Our eyes have been said to be the windows through which we view the world. The eye is a complicated organ which detects light and sends electrical impulses along the optic nerve to the visual and other areas of the brain. It has been found that up to 85% of the total sensory input to the brain is created from our sense of sight. Sight is often taken for granted with the value of good sight not being appreciated until an occurrence threatens it. Nevertheless, their location, on the outside of the face makes them susceptible to trauma, environmental chemicals, particles, and infectious agents. Recent surveys indicate that of the five senses, vision is the one that people fear losing the most.
Given the important function our eyes perform for us, it seems obvious to provide the best care possible for them.
With age comes the increasing chance of eye problems developing, often gradually without any apparent indication that the problem is even present or progressing. Regular vision eye care allows the early detection of any irregularities in the eyes appearance and performance, with early detection being the vital key to resolving any developing problem. According to a prominent New Zealand optometrist specialising in vision eye care, approximately 1,500 New Zealander’s lose their sight every year.
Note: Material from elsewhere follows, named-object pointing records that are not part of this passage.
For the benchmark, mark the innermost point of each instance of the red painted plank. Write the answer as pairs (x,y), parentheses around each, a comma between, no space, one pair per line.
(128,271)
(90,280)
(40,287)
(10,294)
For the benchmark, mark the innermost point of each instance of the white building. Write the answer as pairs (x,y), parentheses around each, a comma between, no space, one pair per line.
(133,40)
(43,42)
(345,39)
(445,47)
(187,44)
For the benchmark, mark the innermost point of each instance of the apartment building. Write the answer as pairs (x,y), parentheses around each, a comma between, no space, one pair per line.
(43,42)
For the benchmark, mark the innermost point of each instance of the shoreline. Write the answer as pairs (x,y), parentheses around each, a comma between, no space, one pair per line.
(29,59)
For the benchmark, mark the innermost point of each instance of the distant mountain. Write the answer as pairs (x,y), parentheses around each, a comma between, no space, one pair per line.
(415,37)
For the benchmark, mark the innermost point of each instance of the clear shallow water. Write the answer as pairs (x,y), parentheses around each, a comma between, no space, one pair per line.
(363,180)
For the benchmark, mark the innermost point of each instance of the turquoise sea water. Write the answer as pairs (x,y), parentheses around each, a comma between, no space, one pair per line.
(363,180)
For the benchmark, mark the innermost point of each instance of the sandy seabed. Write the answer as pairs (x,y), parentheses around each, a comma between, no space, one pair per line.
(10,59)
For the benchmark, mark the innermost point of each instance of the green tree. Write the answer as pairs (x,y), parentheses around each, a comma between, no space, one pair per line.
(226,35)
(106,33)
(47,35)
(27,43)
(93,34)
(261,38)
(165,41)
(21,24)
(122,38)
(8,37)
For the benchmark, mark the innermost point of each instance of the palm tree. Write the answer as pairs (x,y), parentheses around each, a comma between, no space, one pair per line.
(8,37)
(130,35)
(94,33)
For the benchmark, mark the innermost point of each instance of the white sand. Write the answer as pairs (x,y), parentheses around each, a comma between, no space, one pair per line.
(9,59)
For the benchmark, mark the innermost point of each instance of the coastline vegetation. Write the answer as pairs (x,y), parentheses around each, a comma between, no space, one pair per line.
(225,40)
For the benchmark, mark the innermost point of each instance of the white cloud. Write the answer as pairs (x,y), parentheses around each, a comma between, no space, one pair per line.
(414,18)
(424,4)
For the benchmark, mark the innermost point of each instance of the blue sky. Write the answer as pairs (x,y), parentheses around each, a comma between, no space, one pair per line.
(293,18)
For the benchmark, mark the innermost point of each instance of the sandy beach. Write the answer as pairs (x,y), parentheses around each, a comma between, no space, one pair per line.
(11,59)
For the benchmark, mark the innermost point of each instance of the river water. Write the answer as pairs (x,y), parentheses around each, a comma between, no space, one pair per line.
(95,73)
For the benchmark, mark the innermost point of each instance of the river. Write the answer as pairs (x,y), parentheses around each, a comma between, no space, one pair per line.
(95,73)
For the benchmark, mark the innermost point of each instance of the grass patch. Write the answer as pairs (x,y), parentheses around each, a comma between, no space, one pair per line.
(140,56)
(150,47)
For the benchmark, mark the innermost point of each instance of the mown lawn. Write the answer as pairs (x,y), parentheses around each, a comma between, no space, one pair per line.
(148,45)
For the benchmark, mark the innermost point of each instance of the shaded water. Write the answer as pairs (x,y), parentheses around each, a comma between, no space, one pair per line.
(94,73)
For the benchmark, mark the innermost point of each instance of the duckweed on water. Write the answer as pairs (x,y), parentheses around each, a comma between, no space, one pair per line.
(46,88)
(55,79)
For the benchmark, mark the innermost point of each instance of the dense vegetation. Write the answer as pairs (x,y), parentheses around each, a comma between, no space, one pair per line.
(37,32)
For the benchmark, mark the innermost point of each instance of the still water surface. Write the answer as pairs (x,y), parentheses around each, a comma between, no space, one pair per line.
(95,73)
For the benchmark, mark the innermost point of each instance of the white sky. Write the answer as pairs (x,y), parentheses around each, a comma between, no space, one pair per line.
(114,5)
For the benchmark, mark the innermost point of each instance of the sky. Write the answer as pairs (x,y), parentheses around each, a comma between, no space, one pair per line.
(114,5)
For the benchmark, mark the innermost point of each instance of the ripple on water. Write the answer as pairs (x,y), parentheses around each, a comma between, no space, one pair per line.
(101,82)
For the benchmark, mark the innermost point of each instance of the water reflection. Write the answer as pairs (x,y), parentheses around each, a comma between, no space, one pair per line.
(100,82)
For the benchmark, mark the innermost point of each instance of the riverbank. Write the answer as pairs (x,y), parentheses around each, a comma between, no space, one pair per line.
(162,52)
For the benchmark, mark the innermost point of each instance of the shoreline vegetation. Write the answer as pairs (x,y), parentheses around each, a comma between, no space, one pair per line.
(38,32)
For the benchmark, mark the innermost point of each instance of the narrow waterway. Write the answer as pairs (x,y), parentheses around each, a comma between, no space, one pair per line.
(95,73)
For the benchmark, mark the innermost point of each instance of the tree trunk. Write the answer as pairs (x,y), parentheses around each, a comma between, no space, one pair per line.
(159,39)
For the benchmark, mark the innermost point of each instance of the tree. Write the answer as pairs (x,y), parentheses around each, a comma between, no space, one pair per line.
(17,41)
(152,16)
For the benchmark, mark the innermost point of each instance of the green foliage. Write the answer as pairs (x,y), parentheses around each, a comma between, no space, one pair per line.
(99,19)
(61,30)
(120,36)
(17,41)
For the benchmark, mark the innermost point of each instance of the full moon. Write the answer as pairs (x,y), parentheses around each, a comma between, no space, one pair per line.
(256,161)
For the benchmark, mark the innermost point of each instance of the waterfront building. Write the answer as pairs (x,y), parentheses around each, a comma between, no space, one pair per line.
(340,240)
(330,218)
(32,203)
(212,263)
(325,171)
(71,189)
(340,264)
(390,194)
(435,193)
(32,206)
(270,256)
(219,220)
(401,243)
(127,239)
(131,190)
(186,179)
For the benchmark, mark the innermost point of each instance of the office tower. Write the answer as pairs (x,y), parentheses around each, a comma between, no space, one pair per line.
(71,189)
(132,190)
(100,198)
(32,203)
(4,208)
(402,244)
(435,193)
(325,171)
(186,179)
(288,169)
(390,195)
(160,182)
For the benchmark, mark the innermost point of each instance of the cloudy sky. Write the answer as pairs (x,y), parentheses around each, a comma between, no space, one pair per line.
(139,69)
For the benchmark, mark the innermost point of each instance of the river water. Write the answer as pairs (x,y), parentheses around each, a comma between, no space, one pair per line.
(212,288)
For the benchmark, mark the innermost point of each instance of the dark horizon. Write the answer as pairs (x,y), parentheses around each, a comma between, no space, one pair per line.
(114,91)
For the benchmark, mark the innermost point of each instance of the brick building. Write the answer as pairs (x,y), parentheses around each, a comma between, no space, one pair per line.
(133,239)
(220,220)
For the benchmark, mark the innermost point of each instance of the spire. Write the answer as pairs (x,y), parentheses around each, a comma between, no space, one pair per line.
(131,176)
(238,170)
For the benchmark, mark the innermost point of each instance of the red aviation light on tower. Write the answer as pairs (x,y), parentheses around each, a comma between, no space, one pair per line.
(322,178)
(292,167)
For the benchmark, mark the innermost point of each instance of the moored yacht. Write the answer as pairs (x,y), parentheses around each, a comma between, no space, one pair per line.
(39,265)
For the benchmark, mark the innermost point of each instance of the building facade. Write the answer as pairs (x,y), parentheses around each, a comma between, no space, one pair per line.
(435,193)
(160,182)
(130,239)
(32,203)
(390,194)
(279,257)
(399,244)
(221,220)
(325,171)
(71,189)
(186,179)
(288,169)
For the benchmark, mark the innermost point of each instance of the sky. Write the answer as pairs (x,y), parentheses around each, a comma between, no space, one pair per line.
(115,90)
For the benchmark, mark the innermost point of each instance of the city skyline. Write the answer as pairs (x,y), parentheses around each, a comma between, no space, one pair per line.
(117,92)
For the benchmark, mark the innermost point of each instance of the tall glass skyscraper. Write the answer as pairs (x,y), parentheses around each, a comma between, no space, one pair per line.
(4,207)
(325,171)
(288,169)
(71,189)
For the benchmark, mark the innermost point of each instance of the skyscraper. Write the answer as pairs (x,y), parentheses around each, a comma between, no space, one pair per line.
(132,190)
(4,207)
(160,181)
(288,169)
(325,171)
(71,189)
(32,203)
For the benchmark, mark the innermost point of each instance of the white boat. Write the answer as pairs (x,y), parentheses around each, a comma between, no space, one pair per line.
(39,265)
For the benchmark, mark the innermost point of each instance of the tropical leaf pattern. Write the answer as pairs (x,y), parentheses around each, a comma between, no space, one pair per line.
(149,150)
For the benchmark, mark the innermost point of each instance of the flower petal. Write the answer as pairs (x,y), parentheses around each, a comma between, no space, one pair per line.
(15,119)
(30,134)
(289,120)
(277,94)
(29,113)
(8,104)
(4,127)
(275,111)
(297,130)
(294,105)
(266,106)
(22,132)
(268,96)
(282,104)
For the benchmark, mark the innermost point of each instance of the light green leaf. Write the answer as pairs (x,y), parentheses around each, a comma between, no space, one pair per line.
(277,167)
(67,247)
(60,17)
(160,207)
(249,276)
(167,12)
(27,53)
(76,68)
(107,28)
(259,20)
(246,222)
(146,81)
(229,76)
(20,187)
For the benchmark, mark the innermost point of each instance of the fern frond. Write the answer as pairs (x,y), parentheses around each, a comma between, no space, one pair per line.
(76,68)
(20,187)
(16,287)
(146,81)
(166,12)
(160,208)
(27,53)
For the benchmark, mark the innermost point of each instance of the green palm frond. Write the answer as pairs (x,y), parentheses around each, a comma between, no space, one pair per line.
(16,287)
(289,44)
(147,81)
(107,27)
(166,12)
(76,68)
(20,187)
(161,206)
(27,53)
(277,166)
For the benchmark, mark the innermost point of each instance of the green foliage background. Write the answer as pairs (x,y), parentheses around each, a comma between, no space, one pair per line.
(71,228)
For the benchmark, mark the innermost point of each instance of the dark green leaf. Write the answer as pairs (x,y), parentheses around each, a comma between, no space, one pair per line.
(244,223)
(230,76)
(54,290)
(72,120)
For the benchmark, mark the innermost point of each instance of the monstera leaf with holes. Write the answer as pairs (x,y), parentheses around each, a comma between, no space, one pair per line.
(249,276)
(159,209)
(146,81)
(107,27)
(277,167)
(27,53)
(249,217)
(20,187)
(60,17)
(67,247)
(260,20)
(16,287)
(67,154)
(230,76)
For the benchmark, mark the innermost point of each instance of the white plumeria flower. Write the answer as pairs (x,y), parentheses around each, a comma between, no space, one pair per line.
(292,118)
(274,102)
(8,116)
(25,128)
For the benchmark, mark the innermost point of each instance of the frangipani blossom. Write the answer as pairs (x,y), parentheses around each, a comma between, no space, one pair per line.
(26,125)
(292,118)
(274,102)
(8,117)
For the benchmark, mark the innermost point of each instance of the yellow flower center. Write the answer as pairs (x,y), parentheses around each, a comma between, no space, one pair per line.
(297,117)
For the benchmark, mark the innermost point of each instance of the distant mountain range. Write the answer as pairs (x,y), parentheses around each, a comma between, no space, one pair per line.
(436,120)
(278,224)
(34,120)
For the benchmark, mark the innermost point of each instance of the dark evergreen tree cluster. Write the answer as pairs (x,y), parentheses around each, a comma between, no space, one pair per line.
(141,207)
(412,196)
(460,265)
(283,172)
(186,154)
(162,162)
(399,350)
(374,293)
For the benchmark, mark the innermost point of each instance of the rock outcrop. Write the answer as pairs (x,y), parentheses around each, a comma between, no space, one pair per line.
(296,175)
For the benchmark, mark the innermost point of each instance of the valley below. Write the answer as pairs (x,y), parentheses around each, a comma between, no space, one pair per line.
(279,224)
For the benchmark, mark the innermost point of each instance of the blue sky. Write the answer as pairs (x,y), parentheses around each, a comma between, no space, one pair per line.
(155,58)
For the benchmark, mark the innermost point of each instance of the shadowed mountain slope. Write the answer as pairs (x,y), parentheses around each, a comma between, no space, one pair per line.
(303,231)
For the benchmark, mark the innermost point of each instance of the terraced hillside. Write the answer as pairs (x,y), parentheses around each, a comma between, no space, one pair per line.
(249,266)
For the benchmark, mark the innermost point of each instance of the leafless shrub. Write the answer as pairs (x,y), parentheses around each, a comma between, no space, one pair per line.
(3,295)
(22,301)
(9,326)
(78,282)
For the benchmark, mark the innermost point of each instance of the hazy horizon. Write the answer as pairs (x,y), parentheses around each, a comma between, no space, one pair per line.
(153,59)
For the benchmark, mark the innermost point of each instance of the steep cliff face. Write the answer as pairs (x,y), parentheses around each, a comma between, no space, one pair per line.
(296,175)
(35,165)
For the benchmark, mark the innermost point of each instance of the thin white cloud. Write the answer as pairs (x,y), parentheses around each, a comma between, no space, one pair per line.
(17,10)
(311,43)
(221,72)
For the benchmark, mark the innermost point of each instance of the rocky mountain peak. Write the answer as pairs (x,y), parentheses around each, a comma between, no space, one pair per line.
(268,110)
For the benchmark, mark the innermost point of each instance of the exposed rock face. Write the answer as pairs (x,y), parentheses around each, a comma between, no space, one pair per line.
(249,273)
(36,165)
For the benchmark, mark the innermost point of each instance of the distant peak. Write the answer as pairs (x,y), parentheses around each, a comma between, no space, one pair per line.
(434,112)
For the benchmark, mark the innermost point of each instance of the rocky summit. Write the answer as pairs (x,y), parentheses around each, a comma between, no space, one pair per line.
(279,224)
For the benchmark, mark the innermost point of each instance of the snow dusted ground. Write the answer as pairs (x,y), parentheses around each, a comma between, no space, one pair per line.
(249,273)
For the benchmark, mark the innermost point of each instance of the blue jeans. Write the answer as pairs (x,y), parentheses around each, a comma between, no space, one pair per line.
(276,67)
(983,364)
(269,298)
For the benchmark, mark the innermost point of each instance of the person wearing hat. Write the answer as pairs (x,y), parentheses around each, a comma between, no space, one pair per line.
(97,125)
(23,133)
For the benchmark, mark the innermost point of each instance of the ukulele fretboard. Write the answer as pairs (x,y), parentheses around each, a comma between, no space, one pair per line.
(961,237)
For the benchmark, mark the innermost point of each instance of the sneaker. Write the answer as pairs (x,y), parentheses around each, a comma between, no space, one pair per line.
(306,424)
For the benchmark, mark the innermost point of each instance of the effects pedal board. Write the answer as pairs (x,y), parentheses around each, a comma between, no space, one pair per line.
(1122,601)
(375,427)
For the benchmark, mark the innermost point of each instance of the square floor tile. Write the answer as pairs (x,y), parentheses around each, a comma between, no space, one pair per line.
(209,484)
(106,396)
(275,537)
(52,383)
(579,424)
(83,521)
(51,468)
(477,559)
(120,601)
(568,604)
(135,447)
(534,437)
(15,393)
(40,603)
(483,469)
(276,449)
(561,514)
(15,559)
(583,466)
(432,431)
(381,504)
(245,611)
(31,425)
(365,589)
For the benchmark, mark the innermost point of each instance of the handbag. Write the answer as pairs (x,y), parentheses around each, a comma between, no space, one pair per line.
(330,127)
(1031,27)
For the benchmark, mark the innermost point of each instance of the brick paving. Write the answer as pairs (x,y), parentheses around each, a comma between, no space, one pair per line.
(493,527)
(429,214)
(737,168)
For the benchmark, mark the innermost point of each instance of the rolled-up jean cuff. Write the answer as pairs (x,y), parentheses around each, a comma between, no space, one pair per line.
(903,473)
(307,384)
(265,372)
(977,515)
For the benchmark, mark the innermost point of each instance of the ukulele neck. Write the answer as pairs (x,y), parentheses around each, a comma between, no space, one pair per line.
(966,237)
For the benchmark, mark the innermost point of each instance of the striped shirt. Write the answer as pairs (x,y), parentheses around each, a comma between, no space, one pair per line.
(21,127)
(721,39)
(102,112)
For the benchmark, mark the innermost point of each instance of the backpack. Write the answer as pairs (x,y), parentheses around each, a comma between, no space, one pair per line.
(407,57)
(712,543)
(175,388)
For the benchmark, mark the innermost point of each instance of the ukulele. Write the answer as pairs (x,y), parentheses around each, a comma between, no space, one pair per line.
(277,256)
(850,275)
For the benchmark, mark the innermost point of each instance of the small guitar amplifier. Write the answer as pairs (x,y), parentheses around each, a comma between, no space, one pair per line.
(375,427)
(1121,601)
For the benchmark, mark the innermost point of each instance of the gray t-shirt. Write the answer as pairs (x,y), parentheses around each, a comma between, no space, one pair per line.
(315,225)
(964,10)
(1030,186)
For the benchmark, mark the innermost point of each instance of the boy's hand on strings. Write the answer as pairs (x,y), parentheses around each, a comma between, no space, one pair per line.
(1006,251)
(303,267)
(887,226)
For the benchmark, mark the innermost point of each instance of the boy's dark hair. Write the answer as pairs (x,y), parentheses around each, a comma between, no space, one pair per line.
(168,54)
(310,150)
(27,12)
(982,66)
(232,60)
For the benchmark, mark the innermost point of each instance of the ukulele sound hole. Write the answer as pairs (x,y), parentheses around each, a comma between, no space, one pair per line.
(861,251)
However, it is not only aging that should prioritise eye care, as much research has been conducted in the area of children’s eye care and its relation to learning difficulties.
It is recommended that children have their eyesight checked regularly in response to concerns relating to the development of eye functions and its direct effect upon learning abilities and progress. Specific learning related sight problems are classified into three types. The first two affect visual input and are termed refractive problems and functional eyesight problems respectively, with the third category, termed perceptual eyesight problems, which affects visual processing and integration. In selecting a vision eye care specialist, it is imperative to note that a regular eye examination only evaluates the first of these categories of eyesight problems, and a specialist who is experienced in children’s sight problems should be sought.
The importance of vision eye care in New Zealand has been widely recognised and many cooperative campaigns between the public and private sectors have sought to create awareness and provide free and subsidised eyesight examinations for children aged between eight and thirteen years of age. A prime example of this is the recent ‘Save our Sight’ campaign run in conjunction with vision eye care specialists and the New Zealand Association of Optometrists.